Fachgebiet

Neuro-Chirurgie

Neurochirurgie

Zur Neurochirurgie zählt die operative Behandlung von Erkrankungen des zentralen und peripheren Nervensystems.

Die neurologische Untersuchung und vor allem die Bildgebung (Computertomographie) dienen zur genauen neuroanatomischen Lokalisation.
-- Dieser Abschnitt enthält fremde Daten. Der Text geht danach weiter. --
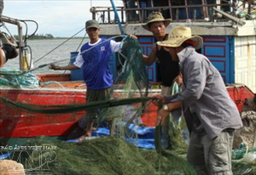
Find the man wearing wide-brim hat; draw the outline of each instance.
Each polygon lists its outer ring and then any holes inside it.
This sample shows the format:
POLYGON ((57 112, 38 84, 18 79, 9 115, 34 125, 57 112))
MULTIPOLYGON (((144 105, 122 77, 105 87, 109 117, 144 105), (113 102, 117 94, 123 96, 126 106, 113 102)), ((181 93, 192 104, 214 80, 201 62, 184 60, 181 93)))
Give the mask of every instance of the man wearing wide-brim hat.
POLYGON ((156 125, 163 124, 169 112, 181 103, 190 133, 188 161, 203 174, 233 174, 234 130, 241 127, 242 122, 220 73, 195 51, 202 46, 202 38, 192 36, 189 27, 177 26, 171 30, 168 40, 157 43, 179 61, 183 88, 172 96, 155 95, 165 104, 156 125))
MULTIPOLYGON (((168 38, 166 33, 166 28, 171 23, 171 19, 165 19, 160 12, 153 12, 148 17, 146 24, 143 27, 152 32, 157 42, 162 42, 168 38)), ((154 62, 160 65, 160 72, 161 77, 161 92, 162 94, 171 94, 171 87, 173 81, 181 84, 182 79, 179 76, 178 62, 171 59, 169 52, 164 50, 157 44, 152 48, 148 56, 143 55, 147 65, 151 65, 154 62)))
So können wir über kleine, wenig invasive Zugänge und unter dem OP-Mikroskop operieren.

Eines der häufigsten neurologischen Probleme beim Hund ist der Vorfall von Bandscheiben (Discopathie bei chondrodystrophen Rassen wie Dackel, Basset und anderen) mit Kompression des Rückenmarks und Schmerzen bzw. neurologischen Ausfällen bis zur vollständigen Lähmung („Dackellähmung“).

Akute, sogenannte Hansen Typ 1 Protrusionen, treten vor allem im Brust-Lendenwirbelbereich (thorakolumbal) sowie im Halsbereich (cervikal) auf.

Mittels Computertomographie können wir diese Vorfälle rasch diagnostizieren und lokalisieren. In akuten Fällen mit entsprechenden neurologischen Ausfällen entfernen wir die vorgefallen Massen im Anschluss daran operativ aus dem Wirbelkanal.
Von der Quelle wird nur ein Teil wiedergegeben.